How to - Organic Gardening

Five composting don'ts (and dos)

Katharine Fletcher

Don’t sweat when it comes composting, just follow some simple guidelines

Don’t toss in wet, packed grass clippings and expect black gold
“Essentially a good compost pile needs four elements: some carbon-containing material, nitrogen containing material, oxygen and moisture,” says Hinks.

Add “browns” (soil, twigs, branches, pet hair, coffee grounds, floor sweepings = carbon) and “greens” (grass clippings, vegetable parings = nitrogen).

What about oxygen? “If you’re adding bulky materials, there should already be enough air [between the branches and twigs] to ensure good aerobic processing,” says Last.

Aerobic digestion occurs when there is oxygen present, which is a good thing. Anaerobic decomposition is what creates the smell while items rot, when there isn’t sufficient oxygen.

How do you fix smells? “I add a bit more brown stuff and give it a bit of a stir,” says Last. “If it’s not breaking down well, I first check light and water levels. If both are adequate, I add a bit more of the green stuff.”

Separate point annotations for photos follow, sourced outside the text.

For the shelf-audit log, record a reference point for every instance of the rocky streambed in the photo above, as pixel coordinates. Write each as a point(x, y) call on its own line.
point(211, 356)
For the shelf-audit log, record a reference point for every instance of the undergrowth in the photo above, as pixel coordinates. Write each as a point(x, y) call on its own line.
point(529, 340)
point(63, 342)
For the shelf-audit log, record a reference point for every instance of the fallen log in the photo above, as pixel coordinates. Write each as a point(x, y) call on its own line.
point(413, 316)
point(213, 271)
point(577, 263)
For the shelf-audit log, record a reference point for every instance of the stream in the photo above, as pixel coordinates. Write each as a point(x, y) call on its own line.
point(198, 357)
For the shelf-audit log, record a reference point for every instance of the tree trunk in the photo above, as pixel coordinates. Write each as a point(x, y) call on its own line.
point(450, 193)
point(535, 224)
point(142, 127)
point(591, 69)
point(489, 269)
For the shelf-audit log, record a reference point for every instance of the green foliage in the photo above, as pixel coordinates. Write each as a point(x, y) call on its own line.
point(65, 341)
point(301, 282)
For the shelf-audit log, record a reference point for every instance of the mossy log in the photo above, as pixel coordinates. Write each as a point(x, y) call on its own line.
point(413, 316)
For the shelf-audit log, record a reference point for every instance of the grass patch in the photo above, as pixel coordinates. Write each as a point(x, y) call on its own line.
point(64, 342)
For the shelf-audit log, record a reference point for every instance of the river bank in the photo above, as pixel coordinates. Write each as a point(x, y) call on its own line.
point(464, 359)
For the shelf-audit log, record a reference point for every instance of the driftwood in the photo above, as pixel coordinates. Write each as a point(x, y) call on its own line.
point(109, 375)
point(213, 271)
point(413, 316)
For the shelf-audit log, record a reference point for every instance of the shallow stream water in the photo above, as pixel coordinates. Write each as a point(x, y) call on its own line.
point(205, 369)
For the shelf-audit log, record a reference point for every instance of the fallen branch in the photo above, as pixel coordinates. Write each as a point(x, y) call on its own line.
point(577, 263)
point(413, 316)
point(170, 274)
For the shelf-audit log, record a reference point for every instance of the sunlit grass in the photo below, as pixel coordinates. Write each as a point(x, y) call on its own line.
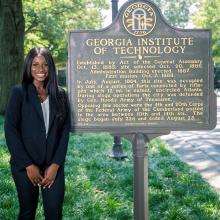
point(99, 188)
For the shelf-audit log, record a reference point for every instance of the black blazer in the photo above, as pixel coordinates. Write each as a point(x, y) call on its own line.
point(25, 130)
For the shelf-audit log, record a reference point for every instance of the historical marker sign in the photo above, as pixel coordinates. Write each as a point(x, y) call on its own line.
point(141, 74)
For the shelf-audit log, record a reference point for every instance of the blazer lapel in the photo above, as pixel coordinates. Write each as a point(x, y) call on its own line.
point(35, 101)
point(52, 112)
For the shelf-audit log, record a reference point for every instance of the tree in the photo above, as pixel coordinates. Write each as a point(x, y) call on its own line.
point(48, 22)
point(208, 17)
point(176, 12)
point(11, 47)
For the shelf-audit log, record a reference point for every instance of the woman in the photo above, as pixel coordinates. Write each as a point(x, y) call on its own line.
point(37, 131)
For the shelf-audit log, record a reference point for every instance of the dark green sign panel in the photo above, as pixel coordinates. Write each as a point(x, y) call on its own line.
point(141, 74)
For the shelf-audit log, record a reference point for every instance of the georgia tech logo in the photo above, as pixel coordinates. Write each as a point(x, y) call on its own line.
point(139, 19)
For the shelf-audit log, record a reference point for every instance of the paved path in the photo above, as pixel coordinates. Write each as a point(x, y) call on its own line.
point(200, 149)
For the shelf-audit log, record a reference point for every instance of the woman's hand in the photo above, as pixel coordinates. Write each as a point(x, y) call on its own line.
point(33, 173)
point(50, 175)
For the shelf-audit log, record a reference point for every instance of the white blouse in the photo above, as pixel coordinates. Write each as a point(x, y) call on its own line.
point(46, 112)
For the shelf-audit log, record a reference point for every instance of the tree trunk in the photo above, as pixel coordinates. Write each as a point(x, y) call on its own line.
point(11, 47)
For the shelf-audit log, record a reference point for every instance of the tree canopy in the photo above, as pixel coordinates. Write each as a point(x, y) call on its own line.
point(176, 12)
point(47, 22)
point(208, 17)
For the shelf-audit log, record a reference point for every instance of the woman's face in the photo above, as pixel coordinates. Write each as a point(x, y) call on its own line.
point(39, 69)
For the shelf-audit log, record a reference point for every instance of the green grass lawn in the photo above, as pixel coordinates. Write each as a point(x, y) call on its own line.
point(99, 188)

Moreover, explains Hinks, there’s a formula to help us: “Balance ‘wet’ materials, such as vegetable and fruit scraps, that are high in nitrogen with ‘dry’ materials, such as dead leaves and straw, that are high in carbon. Ratio is 1 part wet to 2 parts dry.”

Don’t turn too much!
Turn, turn, turn? Not! Both master gardeners challenge this mantra. Says Hinks: “The important thing is the availability of oxygen to aid decomposition. This is why people turn their compost piles. But if you successfully layer dry and wet, turning is probably not necessary.”

“Effective composting is a bit like cooking,” Last adds. “The recipe and method can and should be adjusted according to what you want to feed your plants. Beneficial bacteria add nitrogen to soil, which is great if you are top-dressing a lawn, but nitrogen in flower beds can promote leafy growth without necessarily enhancing flower and fruit production.”

When compost is turned frequently, tiny thread fungi called mycelium are constantly being broken and will not develop well, says Last. “Mycelium forms symbiotic relations with plant roots, especially on woody plants, where it enhances flower and fruit production.”

Don’t get hung up!
Hinks encourages us, saying: “There are many ways to compost that are successful.”

Understandably, his colleague agrees. “The science and chemistry behind composting and soil biota can be extremely complex, but home gardeners don’t need to know all the details,” Last adds.

Now, who’s for giving black gold a go?